Stuff like Aaron Judge‘s and Gary Sanchez‘s bats waking up. The two most important sluggers in the Bombers lineup combined to go 3-for-6 with two doubles, a homer, a walk and five RBI in last night’s victory. Each of them had been silent for the first three games of the series but if they’re heating up, the Yankees will be a lot harder to pitch to.

Stuff like Masahiro Tanaka showing that he can tame the Astros’ lineup. Which he did pretty well in Game 1, giving up only two runs on four hits in six innings. He was overshadowed by Keuchel in that game, but it was a good performance against a strong lineup in a hostile environment. Tanaka pitches much better at Yankee Stadium than he does on the road, so don’t for a second think that the Astros bats will have an easy time of it today.

Stuff like the Yankees bullpen still being the Yankees bullpen. Yes, the Astros got to David Robertson yesterday, but it’s still a strong, strong group that gives the Yankees a clear advantage if the game is close late or if they hold a lead.

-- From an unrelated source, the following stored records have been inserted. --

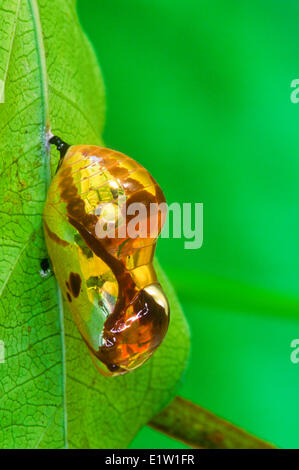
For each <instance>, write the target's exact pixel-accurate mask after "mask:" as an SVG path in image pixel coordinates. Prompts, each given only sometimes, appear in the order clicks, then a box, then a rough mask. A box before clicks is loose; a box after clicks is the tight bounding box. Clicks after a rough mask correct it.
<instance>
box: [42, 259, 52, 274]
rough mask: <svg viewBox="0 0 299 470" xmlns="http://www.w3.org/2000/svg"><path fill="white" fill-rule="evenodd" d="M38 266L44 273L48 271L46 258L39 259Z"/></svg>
mask: <svg viewBox="0 0 299 470" xmlns="http://www.w3.org/2000/svg"><path fill="white" fill-rule="evenodd" d="M40 267H41V269H42V270H43V271H44V273H46V272H47V271H48V269H49V267H50V264H49V260H48V258H44V259H42V260H41V262H40Z"/></svg>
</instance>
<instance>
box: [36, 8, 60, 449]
mask: <svg viewBox="0 0 299 470" xmlns="http://www.w3.org/2000/svg"><path fill="white" fill-rule="evenodd" d="M28 5H29V8H30V11H31V15H32V22H33V28H34V34H35V42H36V50H37V56H38V66H39V72H40V85H41V102H42V113H43V126H42V127H43V131H42V133H41V141H42V147H41V148H42V153H43V159H44V162H43V163H44V168H45V180H46V182H47V184H46V188H48V186H49V183H50V180H51V169H50V148H49V145H48V142H47V133H49V132H50V122H49V97H48V76H47V68H46V56H45V49H44V44H43V36H42V27H41V22H40V16H39V9H38V5H37V1H36V0H28ZM45 197H46V194H45ZM56 286H57V300H58V308H59V323H60V338H61V355H62V356H61V364H62V400H63V416H64V422H63V431H64V437H63V439H64V448H67V447H68V444H67V442H68V441H67V403H66V361H65V337H64V319H63V306H62V299H61V294H60V291H59V288H58V285H57V282H56ZM52 419H53V417H51V419H50V421H51V420H52Z"/></svg>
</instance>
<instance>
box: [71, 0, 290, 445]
mask: <svg viewBox="0 0 299 470" xmlns="http://www.w3.org/2000/svg"><path fill="white" fill-rule="evenodd" d="M78 9H79V15H80V19H81V22H82V24H83V27H84V29H85V31H86V32H87V34H88V36H89V38H90V39H91V41H92V43H93V45H94V48H95V50H96V53H97V56H98V58H99V62H100V64H101V67H102V71H103V74H104V79H105V83H106V89H107V122H106V130H105V135H104V137H105V142H106V145H107V146H108V147H112V148H114V149H118V150H120V151H122V152H124V153H126V154H128V155H130V156H131V157H133V158H135V159H136V160H138V161H139V162H140V163H142V164H143V165H144V166H145V167H146V168H148V169H149V170H150V171H151V172H152V174H153V175H154V177H155V178H156V179H157V180H158V182H159V183H160V185H161V186H162V188H163V190H164V192H165V195H166V198H167V201H168V202H169V203H171V202H174V201H178V202H181V203H182V202H203V203H204V243H203V246H202V248H201V249H199V250H196V251H195V250H185V249H184V241H183V240H179V239H176V240H175V239H171V240H166V239H161V240H160V241H159V244H158V256H159V259H160V262H161V263H162V265H163V266H164V269H165V270H166V272H167V274H168V276H169V278H170V279H171V281H172V283H173V284H174V286H175V288H176V290H177V292H178V295H179V298H180V300H181V302H182V305H183V307H184V311H185V314H186V316H187V318H188V322H189V324H190V327H191V332H192V352H191V357H190V365H189V368H188V370H187V372H186V374H185V377H184V380H183V382H182V385H181V387H180V390H179V393H180V394H181V395H182V396H184V397H186V398H188V399H191V400H193V401H194V402H196V403H198V404H200V405H202V406H204V407H206V408H208V409H210V410H211V411H213V412H215V413H217V414H219V415H221V416H223V417H225V418H227V419H229V420H230V421H232V422H234V423H235V424H238V425H240V426H242V427H244V428H245V429H247V430H248V431H250V432H253V433H255V434H256V435H258V436H260V437H263V438H265V439H267V440H270V441H272V442H274V443H275V444H276V445H278V446H280V447H295V448H298V447H299V433H298V422H299V405H298V392H299V364H297V365H295V364H292V362H291V361H290V353H291V348H290V343H291V340H292V339H294V338H298V337H299V256H298V255H299V243H298V228H299V221H298V202H299V201H298V199H299V193H298V174H299V159H298V149H299V132H298V124H299V104H298V105H296V104H293V103H291V101H290V93H291V91H292V89H291V88H290V83H291V81H292V80H293V79H295V78H299V56H298V47H299V35H298V23H299V4H298V2H297V0H293V1H291V0H289V1H287V2H286V1H285V0H268V1H267V0H263V1H261V0H250V1H247V0H244V1H242V0H235V1H233V0H226V1H224V0H223V1H222V0H221V1H220V0H218V1H211V0H209V1H206V0H204V1H203V0H126V1H124V0H79V1H78ZM83 73H88V70H85V71H83ZM131 447H132V448H177V447H183V445H181V444H179V443H177V442H176V441H174V440H172V439H170V438H168V437H166V436H163V435H161V434H160V433H158V432H155V431H153V430H151V429H149V428H144V429H143V430H142V431H141V432H140V433H139V435H138V436H137V437H136V438H135V440H134V442H133V443H132V445H131Z"/></svg>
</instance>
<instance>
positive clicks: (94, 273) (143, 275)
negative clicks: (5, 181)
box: [44, 137, 169, 375]
mask: <svg viewBox="0 0 299 470" xmlns="http://www.w3.org/2000/svg"><path fill="white" fill-rule="evenodd" d="M50 142H51V143H54V144H56V146H57V148H58V149H59V150H60V152H61V154H62V158H61V163H60V165H59V168H58V171H57V173H56V175H55V177H54V178H53V180H52V182H51V185H50V188H49V191H48V196H47V200H46V204H45V209H44V231H45V237H46V243H47V248H48V252H49V256H50V259H51V262H52V265H53V269H54V273H55V275H56V278H57V280H58V283H59V286H60V288H61V291H62V294H63V296H64V297H65V299H66V300H67V302H68V304H69V307H70V310H71V312H72V314H73V317H74V320H75V322H76V324H77V327H78V329H79V331H80V333H81V335H82V338H83V339H84V341H85V343H86V345H87V347H88V349H89V351H90V353H91V356H92V358H93V360H94V362H95V364H96V366H97V367H98V369H99V371H100V372H101V373H102V374H103V375H119V374H125V373H127V372H129V371H131V370H133V369H136V368H137V367H139V366H140V365H141V364H143V363H144V361H146V360H147V359H148V358H149V357H150V356H151V355H152V353H153V352H154V351H155V350H156V349H157V347H158V346H159V345H160V344H161V342H162V340H163V338H164V337H165V334H166V332H167V328H168V324H169V305H168V301H167V298H166V296H165V294H164V292H163V290H162V287H161V285H160V284H159V282H158V280H157V276H156V273H155V270H154V268H153V265H152V260H153V256H154V251H155V247H156V242H157V237H158V235H159V233H160V231H161V229H162V225H163V222H164V219H165V216H166V213H165V210H166V209H165V206H166V205H165V204H163V203H165V198H164V195H163V193H162V191H161V189H160V187H159V185H158V184H157V183H156V181H155V180H154V178H153V177H152V176H151V175H150V174H149V172H148V171H147V170H146V169H145V168H143V167H142V166H141V165H140V164H139V163H137V162H136V161H134V160H133V159H131V158H129V157H127V156H125V155H123V154H122V153H120V152H116V151H114V150H109V149H106V148H102V147H97V146H92V145H74V146H70V147H69V146H67V145H66V144H65V143H64V142H63V141H61V140H60V139H59V138H57V137H53V138H52V139H51V141H50ZM136 203H141V204H143V206H144V207H145V209H146V211H145V213H144V217H143V219H145V220H143V222H145V226H146V227H150V226H151V227H157V229H156V232H155V234H154V235H153V234H152V232H150V231H147V230H146V234H145V236H142V237H139V236H136V237H132V236H130V234H129V231H128V225H129V223H130V222H131V223H132V222H133V219H134V216H133V212H134V211H131V213H130V215H128V213H129V212H130V211H129V208H130V207H133V206H134V205H135V204H136ZM155 204H156V205H157V207H158V208H161V207H162V209H161V210H160V209H159V210H157V211H154V215H153V214H152V211H150V210H149V209H150V207H153V205H155ZM124 208H126V213H125V215H124V211H123V209H124ZM112 228H113V230H114V233H113V236H111V235H112V234H111V230H112ZM115 228H116V229H115ZM104 229H105V230H104ZM103 230H104V236H103ZM99 232H100V233H99Z"/></svg>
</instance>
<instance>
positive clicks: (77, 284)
mask: <svg viewBox="0 0 299 470" xmlns="http://www.w3.org/2000/svg"><path fill="white" fill-rule="evenodd" d="M69 282H70V287H71V291H72V294H73V296H74V297H78V295H79V294H80V289H81V277H80V276H79V274H77V273H70V279H69Z"/></svg>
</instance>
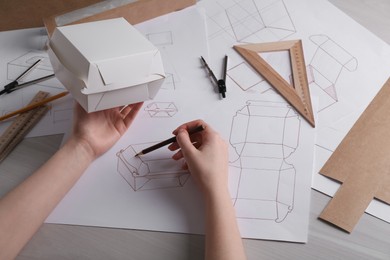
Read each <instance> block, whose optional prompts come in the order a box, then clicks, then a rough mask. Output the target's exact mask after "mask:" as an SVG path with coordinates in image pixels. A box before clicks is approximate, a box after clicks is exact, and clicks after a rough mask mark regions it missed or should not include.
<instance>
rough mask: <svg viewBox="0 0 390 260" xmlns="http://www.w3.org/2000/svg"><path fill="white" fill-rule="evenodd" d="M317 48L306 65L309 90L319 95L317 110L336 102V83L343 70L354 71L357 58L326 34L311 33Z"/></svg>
mask: <svg viewBox="0 0 390 260" xmlns="http://www.w3.org/2000/svg"><path fill="white" fill-rule="evenodd" d="M310 40H311V41H312V42H313V43H314V44H315V45H317V49H316V51H315V53H314V55H313V58H312V59H311V61H310V63H309V65H308V66H307V76H308V81H309V84H310V91H311V93H312V94H313V96H317V97H319V105H318V112H321V111H323V110H325V109H326V108H328V107H330V106H332V105H333V104H334V103H336V102H338V95H337V92H338V91H337V89H336V84H337V81H338V79H339V77H340V75H341V73H342V72H343V71H344V70H347V71H349V72H352V71H356V69H357V67H358V61H357V59H356V58H355V57H354V56H352V55H351V54H350V53H349V52H347V50H345V49H344V48H342V47H341V46H340V45H338V44H337V43H336V42H334V41H333V40H332V39H330V38H329V37H328V36H327V35H312V36H310Z"/></svg>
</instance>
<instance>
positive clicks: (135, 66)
mask: <svg viewBox="0 0 390 260" xmlns="http://www.w3.org/2000/svg"><path fill="white" fill-rule="evenodd" d="M48 54H49V58H50V61H51V63H52V65H53V68H54V73H55V75H56V77H57V78H58V79H59V80H60V81H61V83H62V84H63V85H64V86H65V87H66V88H67V89H68V90H69V92H70V93H71V94H72V96H73V97H74V98H75V99H76V100H77V101H78V102H79V103H80V104H81V106H82V107H84V109H85V110H86V111H87V112H93V111H98V110H103V109H107V108H112V107H118V106H123V105H128V104H132V103H136V102H140V101H145V100H150V99H153V98H154V97H155V95H156V94H157V92H158V90H159V89H160V87H161V85H162V83H163V80H164V78H165V73H164V68H163V63H162V60H161V55H160V52H159V50H158V49H157V48H156V47H155V46H154V45H153V44H152V43H151V42H149V41H148V40H147V39H146V38H145V37H144V36H143V35H142V34H141V33H140V32H138V31H137V30H136V29H135V28H134V27H133V26H132V25H130V24H129V23H128V22H127V21H126V20H125V19H123V18H116V19H109V20H103V21H98V22H91V23H83V24H77V25H69V26H63V27H57V28H56V29H55V31H54V32H53V35H52V37H51V38H50V42H49V50H48Z"/></svg>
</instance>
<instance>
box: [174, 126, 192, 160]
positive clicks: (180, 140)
mask: <svg viewBox="0 0 390 260" xmlns="http://www.w3.org/2000/svg"><path fill="white" fill-rule="evenodd" d="M176 141H177V143H178V144H179V146H180V148H181V150H182V152H183V154H188V153H194V152H195V150H196V148H195V146H194V145H193V144H192V142H191V139H190V135H189V134H188V132H187V131H186V130H184V129H179V132H178V133H177V136H176Z"/></svg>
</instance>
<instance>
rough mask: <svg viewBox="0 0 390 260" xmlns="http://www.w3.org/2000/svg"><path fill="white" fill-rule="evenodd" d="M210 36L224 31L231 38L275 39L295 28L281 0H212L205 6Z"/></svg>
mask: <svg viewBox="0 0 390 260" xmlns="http://www.w3.org/2000/svg"><path fill="white" fill-rule="evenodd" d="M208 30H209V32H210V34H209V36H210V37H211V38H214V37H217V36H218V35H220V34H224V33H227V34H228V35H229V36H230V37H232V38H233V39H234V40H235V42H246V43H254V42H267V41H279V40H282V39H284V38H286V37H288V36H290V35H291V34H294V33H295V32H296V29H295V26H294V24H293V22H292V19H291V17H290V14H289V12H288V10H287V8H286V5H285V3H284V1H283V0H268V1H262V0H244V1H238V0H232V1H215V4H214V6H210V7H209V8H208Z"/></svg>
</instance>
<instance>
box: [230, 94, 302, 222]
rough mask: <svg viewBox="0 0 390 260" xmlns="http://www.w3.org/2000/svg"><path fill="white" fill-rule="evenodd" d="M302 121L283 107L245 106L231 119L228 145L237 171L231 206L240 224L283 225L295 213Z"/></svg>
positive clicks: (267, 103) (248, 104)
mask: <svg viewBox="0 0 390 260" xmlns="http://www.w3.org/2000/svg"><path fill="white" fill-rule="evenodd" d="M299 132H300V118H299V116H298V114H297V113H296V112H295V111H294V110H293V109H292V108H291V107H290V106H289V105H287V104H286V103H281V102H265V101H247V104H246V105H245V106H244V107H243V108H242V109H240V110H238V111H237V112H236V114H235V115H234V117H233V119H232V126H231V134H230V144H231V146H232V147H233V148H234V151H235V153H236V154H237V157H238V158H237V159H235V161H233V162H230V163H231V166H232V167H236V168H238V169H239V170H240V173H239V177H238V180H237V186H236V187H234V189H235V190H234V191H233V192H232V194H233V202H234V205H235V208H236V210H237V217H238V218H245V219H261V220H274V221H275V222H278V223H280V222H282V221H283V220H284V219H285V218H286V217H287V215H288V214H289V213H290V212H292V211H293V209H294V192H295V178H296V170H295V167H294V165H293V164H291V163H289V162H288V161H287V159H288V158H289V157H290V156H291V155H292V154H293V153H294V152H295V150H296V149H297V147H298V144H299Z"/></svg>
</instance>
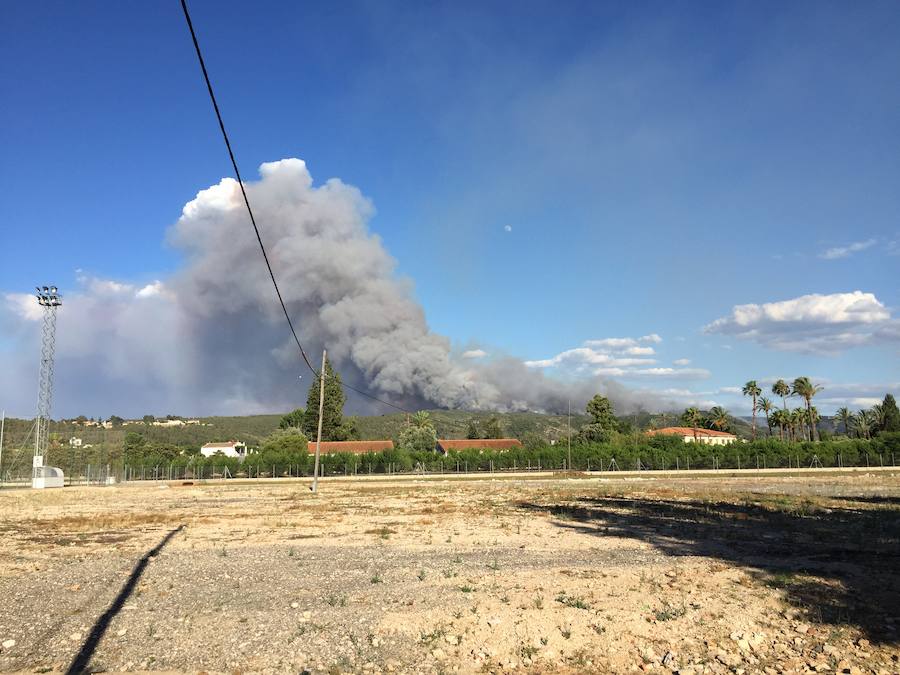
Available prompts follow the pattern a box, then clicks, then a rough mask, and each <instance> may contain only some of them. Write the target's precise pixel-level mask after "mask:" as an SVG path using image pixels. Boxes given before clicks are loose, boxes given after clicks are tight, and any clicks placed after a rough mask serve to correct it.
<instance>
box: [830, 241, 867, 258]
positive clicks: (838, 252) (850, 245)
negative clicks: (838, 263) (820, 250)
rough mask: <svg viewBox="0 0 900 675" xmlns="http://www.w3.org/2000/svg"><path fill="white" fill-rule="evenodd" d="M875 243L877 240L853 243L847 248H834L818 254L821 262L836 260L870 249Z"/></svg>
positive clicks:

All of which is to say that we have ourselves a series, friends. While, 48 hours ago, it seemed like we were on our way to an Astros coronation, the Yankees have shown up in a major way in Games 3 and 4. If you’re an Astros fan you should feel pretty confident with Keuchel and Verlander heading into action over the next two games, but we have learned that absolutely nothing is guaranteed in the postseason.